I'm pretty new to this stuff, but was trying to take on a charlieplexing project I saw from instructables. ( I attempted to recreate this on a much smaller scale of 3x3 and on a breadboard. i managed to get the wiring done the same way outlined in the instructable, and was able to get all 9 LEDs to light up using the code given. I was wondering how I would go about creating designs, or moving patterns with this type of matrix. What would i have to change in the code. I am unable to do anything but make certain LEDs stay on and others off. Like I said, I am extremely new at this stuff and I apologize if I'm being too vague or asking an obvious question. Thanks for the help!

So you are asking how to change code that you have modified from a web site that is notorious for hosting utter crap?

Yes it is vague in the extreme.

Post your schematic and code, read the forum rules for how to,post code correctly.

I am unable to do anything but make certain LEDs stay on and others off.

Charlieplexing is time-sliced multiplexing.

Actually you can only light up ONE LED at a time.

But you can make it look as if multiple LEDs are lighting for the human eye if you switch the LEDs on/off fast enough.

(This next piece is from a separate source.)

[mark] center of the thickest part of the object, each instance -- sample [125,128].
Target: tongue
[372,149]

Let's say you want to see three LEDs on "at the same time".

Actually, only ONE LED can be on, but if you switch the LEDs fast:
1st LED on for 4µs - other LEDs off
2nd LED on for 4µs - other LEDs off
3rd LED on for 4µs- other LEDs off
then repeat the sequence over andover
then you will have a sequence with a 12 µs period - and for the human eye it looks as if all three LEDs are lighting all the time.

If you show 25 pictures/frames per second, the human eye cannot see a single picture, but everything is overlapped because the human eye is slow.

Charlieplexing is time-sliced multiplexing.

No, they are not the same concept at all. Certainly you can do charlieplexing and time-division multiplexing in the same circuit. But you can also do either one without the other.

Actually you can only light up ONE LED at a time.

Sorry, but that's not correct either. It's a common misconception about charlieplexing. You can light groups of LEDs together. Of course, you still need to watch you don't exceed the current limitations of the Arduino pins & ports, and you can use transistors to overcome some of those limits like you can with a non-charlieplexed circuit.

Your advice to the OP is great. I just wanted to set a couple of things straight for anyone else reading the thread.